A report from Beroe, Inc., via MyPurchasingCenter.com, states that India received $693 million of FDI in the medtech sector between 2000 and 2014, which is less than the local pharmaceutical sector.

According to TOI, Pandey says that increasing FDI inflow to the medtech industry is crucial to making India a hub for medical device production, not only to meet domestic demand, but to enhance exports.

The WHO previously said ongoing underinvestment and dependence on imports continues to curtail the India medtech industry's potential for growth. Opening up the device industry to more FDI could help reverse the trend.

For the country to realize its $50 billion potential in the medtech sector by 2025, the CII report recommends that authorities "take steps in the next twelve months to boost the medical technology industry, increase spending on healthcare and provide a platform to participate in government purchasing across schemes and states," according to the TOI article.

In its report, CII also supports a "single window authority for the regulation of medical technology manufacturing and enhancing the capability of designated manufacturing hubs."
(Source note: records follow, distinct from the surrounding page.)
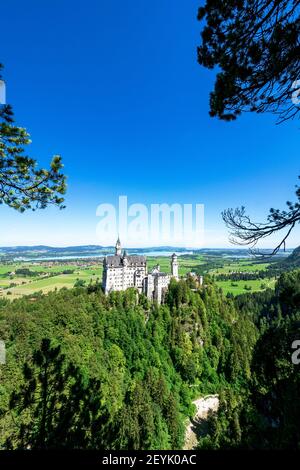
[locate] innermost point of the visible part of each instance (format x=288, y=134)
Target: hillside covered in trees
x=85, y=370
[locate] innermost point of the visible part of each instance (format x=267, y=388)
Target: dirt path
x=197, y=426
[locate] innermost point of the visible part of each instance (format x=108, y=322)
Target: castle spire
x=118, y=248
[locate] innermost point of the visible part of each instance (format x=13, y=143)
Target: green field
x=50, y=275
x=238, y=287
x=241, y=266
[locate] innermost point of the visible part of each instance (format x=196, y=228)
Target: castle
x=121, y=271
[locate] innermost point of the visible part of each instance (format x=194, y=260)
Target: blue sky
x=115, y=88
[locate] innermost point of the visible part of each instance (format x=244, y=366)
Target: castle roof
x=132, y=260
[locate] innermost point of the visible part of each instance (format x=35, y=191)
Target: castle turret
x=118, y=249
x=174, y=266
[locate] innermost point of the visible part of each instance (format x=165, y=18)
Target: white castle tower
x=174, y=266
x=118, y=248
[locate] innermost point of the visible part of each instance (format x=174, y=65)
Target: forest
x=85, y=370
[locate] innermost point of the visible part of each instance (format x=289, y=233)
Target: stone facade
x=121, y=271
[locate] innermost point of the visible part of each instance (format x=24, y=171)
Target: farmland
x=27, y=278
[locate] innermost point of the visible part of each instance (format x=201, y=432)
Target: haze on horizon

The Indian government, through the 'Make in India' campaign, recently introduced policy changes consistent to what the CII report listed as recommendations.

In April, it announced the building of two new industrial parks dedicated to medical device manufacturing of high-end products to help counter imports that currently dominate the Indian healthcare market. Foreign companies are also boosting local production. For example, Philips' local unit earlier this year launched its fifth medical equipment product that is made in India.
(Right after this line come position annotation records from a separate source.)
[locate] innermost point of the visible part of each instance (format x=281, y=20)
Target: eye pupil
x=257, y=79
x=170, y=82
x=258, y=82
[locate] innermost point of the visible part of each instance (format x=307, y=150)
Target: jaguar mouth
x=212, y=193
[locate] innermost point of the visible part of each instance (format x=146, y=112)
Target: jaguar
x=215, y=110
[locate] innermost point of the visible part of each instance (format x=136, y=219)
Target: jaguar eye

Then, in May, the government announced plans to create a nationwide safety and surveillance program for medical devices, part of an overarching effort to rationalize India’s regulatory environment. A chief component of that overhaul is a new standalone regulatory agency called the National Medical Device Authority (NDMA), tasked to promote the local device sector, enforce stricter safety and manufacturing standards, and install price controls for medical devices, equipment and supplies.